If we are to be advocates for pet owners, then we must advocate for choice on all aspects of their care.
Accordingly, the SVA believes that pet euthanasia should be removed from the criminal law. That is why we took the decision to back the campaign calling for the decriminalisation of pet euthanasia across Serbia. The campaign calls for every pet owner to be given the necessary information to make their own informed choice as to whether or not to continue with a pet. The SVA is not advocating for or against pet euthanasia.
Nor is the SVA arguing for a complete free-for-all, with no controls. Rather, we are recommending that pet euthanasia procedures be regulated in the same way as all other procedures relating to pet healthcare. This would mean that decisions on pet euthanasia would occur in the same way that any other treatment decisions are reached, through discussion between the owner, their vets and other veterinary staff.
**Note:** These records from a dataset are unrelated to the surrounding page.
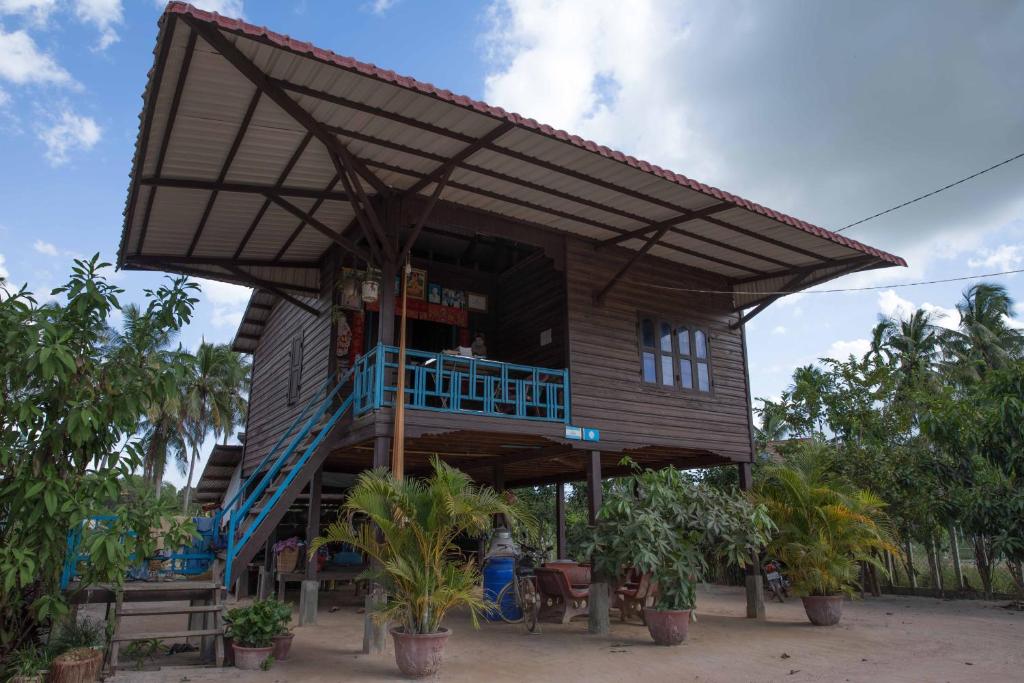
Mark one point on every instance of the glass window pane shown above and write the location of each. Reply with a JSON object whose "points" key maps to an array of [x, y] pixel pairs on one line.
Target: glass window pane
{"points": [[647, 333], [666, 338], [684, 341], [700, 344], [649, 374], [668, 378], [685, 374]]}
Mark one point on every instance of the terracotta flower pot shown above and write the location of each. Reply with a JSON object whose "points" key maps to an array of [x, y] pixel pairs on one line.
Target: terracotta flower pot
{"points": [[419, 654], [667, 627], [823, 609], [78, 666], [250, 658], [282, 646]]}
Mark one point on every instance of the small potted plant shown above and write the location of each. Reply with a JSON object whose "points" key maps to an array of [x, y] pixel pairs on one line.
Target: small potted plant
{"points": [[418, 521], [28, 665], [283, 639], [287, 553], [664, 524], [825, 529], [252, 630]]}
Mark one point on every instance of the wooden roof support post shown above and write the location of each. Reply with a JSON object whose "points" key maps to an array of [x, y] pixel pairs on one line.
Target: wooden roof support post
{"points": [[599, 296], [560, 520]]}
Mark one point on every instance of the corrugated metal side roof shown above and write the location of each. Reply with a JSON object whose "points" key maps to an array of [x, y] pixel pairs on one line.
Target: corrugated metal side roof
{"points": [[227, 184]]}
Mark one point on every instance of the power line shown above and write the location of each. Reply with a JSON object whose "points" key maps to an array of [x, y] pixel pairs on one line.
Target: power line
{"points": [[843, 289], [934, 191]]}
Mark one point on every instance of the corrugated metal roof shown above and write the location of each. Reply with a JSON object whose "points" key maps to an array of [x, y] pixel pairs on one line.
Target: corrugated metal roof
{"points": [[216, 164]]}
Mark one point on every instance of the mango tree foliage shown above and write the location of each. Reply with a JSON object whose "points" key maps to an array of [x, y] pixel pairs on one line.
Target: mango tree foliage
{"points": [[72, 395]]}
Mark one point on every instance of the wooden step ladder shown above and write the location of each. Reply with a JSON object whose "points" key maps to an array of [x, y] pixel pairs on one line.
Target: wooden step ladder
{"points": [[211, 592]]}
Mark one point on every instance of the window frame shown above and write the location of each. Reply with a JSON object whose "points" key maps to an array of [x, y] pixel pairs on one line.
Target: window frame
{"points": [[675, 355]]}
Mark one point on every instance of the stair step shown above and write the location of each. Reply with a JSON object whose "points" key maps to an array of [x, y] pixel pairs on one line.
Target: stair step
{"points": [[166, 634], [153, 611]]}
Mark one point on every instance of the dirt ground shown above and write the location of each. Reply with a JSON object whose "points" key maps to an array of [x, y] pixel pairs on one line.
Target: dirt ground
{"points": [[880, 639]]}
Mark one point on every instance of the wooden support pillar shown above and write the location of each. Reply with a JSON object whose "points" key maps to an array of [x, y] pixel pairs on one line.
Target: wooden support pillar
{"points": [[597, 620], [755, 588], [560, 521], [309, 594]]}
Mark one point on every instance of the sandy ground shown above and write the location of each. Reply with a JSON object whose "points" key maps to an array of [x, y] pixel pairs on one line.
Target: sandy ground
{"points": [[880, 639]]}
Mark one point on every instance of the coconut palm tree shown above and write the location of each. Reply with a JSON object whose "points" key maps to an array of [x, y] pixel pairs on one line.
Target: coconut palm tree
{"points": [[216, 380], [985, 340]]}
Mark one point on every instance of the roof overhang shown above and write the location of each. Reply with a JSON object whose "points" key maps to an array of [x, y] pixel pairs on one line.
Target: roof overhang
{"points": [[258, 153]]}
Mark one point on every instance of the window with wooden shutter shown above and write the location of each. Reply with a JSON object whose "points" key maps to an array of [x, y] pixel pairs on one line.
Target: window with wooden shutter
{"points": [[295, 371], [675, 356]]}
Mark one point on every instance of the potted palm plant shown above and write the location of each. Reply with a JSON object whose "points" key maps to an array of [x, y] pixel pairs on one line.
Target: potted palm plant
{"points": [[252, 630], [825, 529], [408, 527], [665, 524]]}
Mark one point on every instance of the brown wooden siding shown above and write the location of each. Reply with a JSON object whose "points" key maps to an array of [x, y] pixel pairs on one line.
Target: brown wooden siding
{"points": [[270, 414], [530, 299], [604, 360]]}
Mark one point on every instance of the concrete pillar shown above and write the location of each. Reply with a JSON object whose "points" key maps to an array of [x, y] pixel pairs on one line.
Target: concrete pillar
{"points": [[307, 601], [597, 621], [755, 587]]}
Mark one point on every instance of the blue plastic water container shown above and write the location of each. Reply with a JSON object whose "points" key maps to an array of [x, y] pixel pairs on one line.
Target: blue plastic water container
{"points": [[499, 572]]}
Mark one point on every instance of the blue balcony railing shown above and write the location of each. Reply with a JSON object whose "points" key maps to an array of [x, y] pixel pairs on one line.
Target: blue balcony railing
{"points": [[460, 384]]}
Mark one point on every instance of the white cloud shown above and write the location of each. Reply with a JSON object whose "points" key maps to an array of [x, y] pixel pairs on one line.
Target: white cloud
{"points": [[381, 6], [104, 14], [37, 10], [841, 350], [1004, 257], [233, 8], [893, 305], [725, 92], [228, 301], [45, 248], [23, 62], [68, 133]]}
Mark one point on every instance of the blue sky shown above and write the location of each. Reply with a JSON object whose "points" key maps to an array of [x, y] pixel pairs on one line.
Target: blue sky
{"points": [[827, 112]]}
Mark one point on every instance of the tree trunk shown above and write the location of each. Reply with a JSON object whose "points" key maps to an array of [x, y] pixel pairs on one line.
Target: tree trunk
{"points": [[981, 558], [192, 469], [933, 564], [910, 573], [954, 553]]}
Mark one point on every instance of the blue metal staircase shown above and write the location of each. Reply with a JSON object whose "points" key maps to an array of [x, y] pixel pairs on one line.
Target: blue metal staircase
{"points": [[265, 495]]}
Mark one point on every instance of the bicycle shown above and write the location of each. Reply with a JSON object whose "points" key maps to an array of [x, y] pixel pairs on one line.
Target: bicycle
{"points": [[523, 590]]}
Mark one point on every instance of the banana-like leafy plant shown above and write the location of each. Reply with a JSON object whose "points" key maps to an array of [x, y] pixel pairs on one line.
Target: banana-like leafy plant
{"points": [[408, 527], [825, 527]]}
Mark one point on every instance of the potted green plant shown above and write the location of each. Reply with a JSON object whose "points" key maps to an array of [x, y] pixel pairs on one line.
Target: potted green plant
{"points": [[665, 524], [252, 630], [28, 665], [283, 639], [825, 529], [408, 527]]}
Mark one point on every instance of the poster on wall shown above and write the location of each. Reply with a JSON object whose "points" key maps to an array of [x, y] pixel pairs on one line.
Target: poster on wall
{"points": [[434, 293], [417, 284], [476, 302]]}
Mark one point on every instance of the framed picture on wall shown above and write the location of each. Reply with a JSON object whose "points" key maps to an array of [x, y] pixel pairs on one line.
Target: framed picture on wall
{"points": [[418, 284], [434, 293], [476, 302]]}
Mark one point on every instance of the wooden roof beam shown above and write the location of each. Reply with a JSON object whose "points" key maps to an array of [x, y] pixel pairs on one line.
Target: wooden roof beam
{"points": [[224, 168], [257, 77], [168, 128], [293, 160]]}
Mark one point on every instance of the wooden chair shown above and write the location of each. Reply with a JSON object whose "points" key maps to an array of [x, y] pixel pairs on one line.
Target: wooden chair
{"points": [[560, 601], [634, 593]]}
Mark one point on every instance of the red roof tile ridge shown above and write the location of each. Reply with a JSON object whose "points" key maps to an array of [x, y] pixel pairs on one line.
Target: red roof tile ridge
{"points": [[350, 63]]}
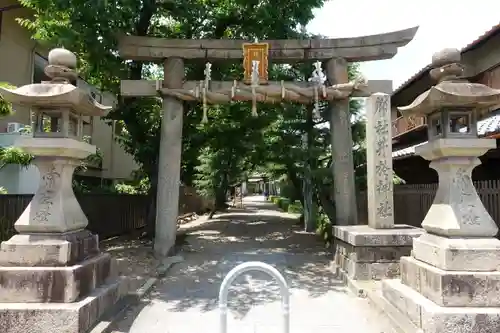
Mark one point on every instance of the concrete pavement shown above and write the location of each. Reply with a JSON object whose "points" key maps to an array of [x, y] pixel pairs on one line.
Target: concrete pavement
{"points": [[186, 300]]}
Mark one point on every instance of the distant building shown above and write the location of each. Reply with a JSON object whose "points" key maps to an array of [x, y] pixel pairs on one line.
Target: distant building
{"points": [[482, 61], [22, 62]]}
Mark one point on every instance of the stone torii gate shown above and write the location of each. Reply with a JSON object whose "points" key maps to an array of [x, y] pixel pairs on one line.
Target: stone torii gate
{"points": [[337, 53]]}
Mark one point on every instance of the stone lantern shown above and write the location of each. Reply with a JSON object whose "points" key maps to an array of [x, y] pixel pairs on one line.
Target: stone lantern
{"points": [[54, 259], [451, 280]]}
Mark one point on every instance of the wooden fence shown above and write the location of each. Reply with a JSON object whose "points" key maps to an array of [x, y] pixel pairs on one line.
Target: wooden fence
{"points": [[412, 202], [108, 214]]}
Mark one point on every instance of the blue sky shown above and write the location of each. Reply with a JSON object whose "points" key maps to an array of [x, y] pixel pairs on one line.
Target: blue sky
{"points": [[443, 23]]}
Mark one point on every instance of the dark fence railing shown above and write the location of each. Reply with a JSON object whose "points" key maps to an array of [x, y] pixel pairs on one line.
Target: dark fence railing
{"points": [[108, 214], [412, 202]]}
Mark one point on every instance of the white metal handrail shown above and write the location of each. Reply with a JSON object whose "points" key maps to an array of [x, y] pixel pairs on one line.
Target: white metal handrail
{"points": [[254, 266]]}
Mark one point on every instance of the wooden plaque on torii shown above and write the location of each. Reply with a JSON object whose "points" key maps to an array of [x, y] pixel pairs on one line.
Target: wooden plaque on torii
{"points": [[259, 52]]}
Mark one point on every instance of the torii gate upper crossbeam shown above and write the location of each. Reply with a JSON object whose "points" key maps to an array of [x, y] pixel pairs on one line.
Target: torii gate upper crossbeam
{"points": [[352, 49]]}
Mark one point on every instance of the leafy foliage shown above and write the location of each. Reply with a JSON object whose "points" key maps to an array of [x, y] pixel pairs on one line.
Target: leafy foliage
{"points": [[233, 144]]}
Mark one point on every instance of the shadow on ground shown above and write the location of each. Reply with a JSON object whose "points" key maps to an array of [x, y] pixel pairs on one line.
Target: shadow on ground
{"points": [[259, 233]]}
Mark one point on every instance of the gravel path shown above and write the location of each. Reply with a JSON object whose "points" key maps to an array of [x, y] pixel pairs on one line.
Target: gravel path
{"points": [[186, 300]]}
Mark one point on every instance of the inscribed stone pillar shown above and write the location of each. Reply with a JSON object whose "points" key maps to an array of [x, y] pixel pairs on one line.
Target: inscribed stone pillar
{"points": [[372, 252], [167, 203], [343, 166], [379, 162]]}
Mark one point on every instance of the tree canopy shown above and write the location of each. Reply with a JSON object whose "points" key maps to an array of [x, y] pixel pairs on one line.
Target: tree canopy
{"points": [[233, 143]]}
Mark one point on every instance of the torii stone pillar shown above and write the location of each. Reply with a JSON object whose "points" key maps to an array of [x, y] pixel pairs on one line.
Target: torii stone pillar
{"points": [[343, 165], [169, 164]]}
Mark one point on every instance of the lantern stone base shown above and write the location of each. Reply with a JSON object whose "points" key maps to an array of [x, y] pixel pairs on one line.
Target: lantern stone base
{"points": [[365, 253], [77, 317], [55, 283], [442, 300], [49, 249]]}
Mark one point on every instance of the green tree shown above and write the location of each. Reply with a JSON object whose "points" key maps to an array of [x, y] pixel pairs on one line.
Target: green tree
{"points": [[75, 25]]}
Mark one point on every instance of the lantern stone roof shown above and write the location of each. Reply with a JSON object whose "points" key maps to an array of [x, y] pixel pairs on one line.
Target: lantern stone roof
{"points": [[451, 90], [58, 93]]}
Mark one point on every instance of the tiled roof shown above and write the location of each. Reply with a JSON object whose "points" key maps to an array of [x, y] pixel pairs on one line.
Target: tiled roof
{"points": [[468, 47], [486, 126]]}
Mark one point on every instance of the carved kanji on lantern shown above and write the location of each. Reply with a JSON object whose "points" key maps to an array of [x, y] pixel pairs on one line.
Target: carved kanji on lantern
{"points": [[259, 52]]}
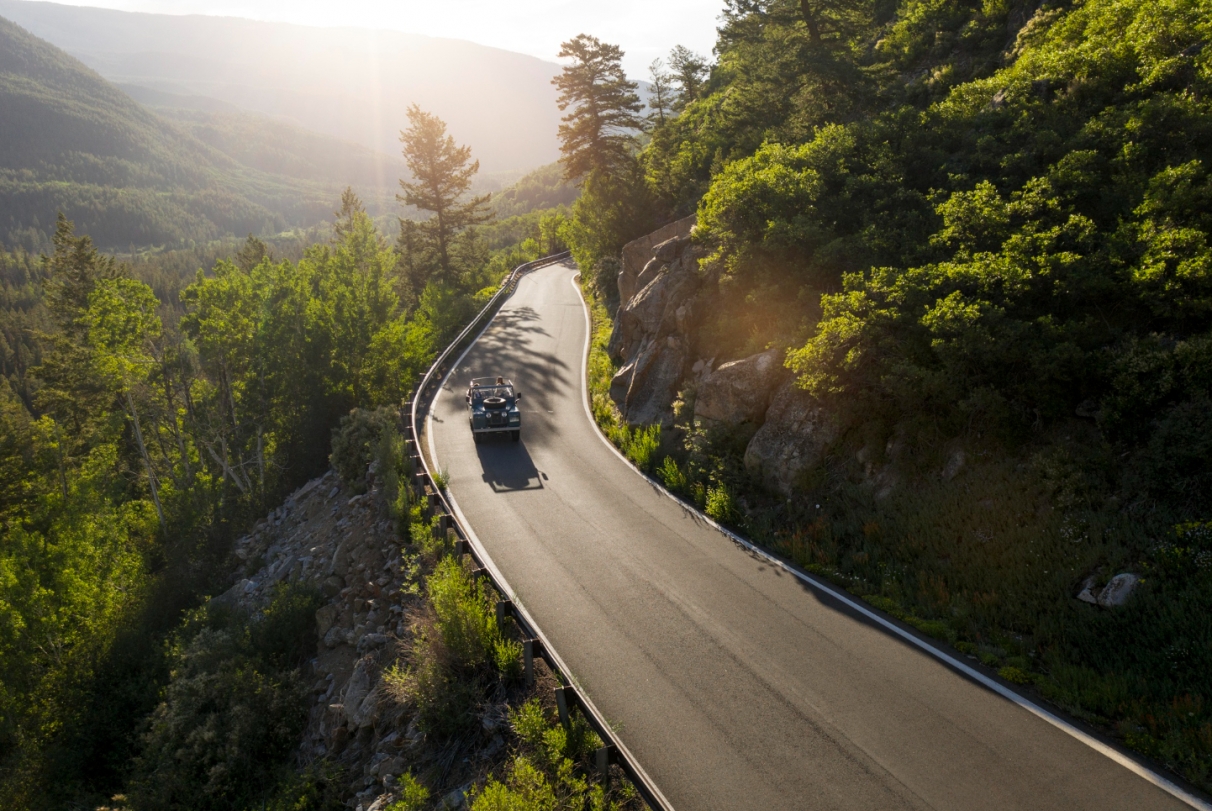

The SVA believes that if we are to be advocates for pet owners then we must advocate for choice on all aspects of pet care. Being a vet involves being for pet owners and about respecting their choices regarding their pets. It is about supporting them through the good times and the bad.
Decriminalisation is not the outrageous idea that some sections of the press suggest. It is already a reality in other countries and the pet euthanasia rate has not gone up as a result.
This is not about what we personally believe. This is about the pet owners we care for; it is about their lives and the choices they make. We will not have to live their lives once their decision is made.
I would urge people to read and consider the arguments that we set out in our position statement, and those set out by the ‘We trust pet owners’ campaign. It is in favour of people having a choice over their pet’s care, including whether to continue having a pet or not. We are not coming out either for or against pet euthanasia; we are for pet owners.’
As I’m sure you will have realised this article and statement is a spoof. The Serbian Veterinary Association (SVA) does not actually exist. There is in fact a Serbian Association of Small Animal Practitioners (SASAP) but it has made no such statement.
The statement above was instead produced by taking the statement by the CEO of the Royal College of Midwives (RCM) in the Guardian today on the decriminalisation of abortion and making the following changes throughout: RCM becomes SVA, abortion becomes pet euthanasia, doctor becomes vet, woman becomes person or pet owner.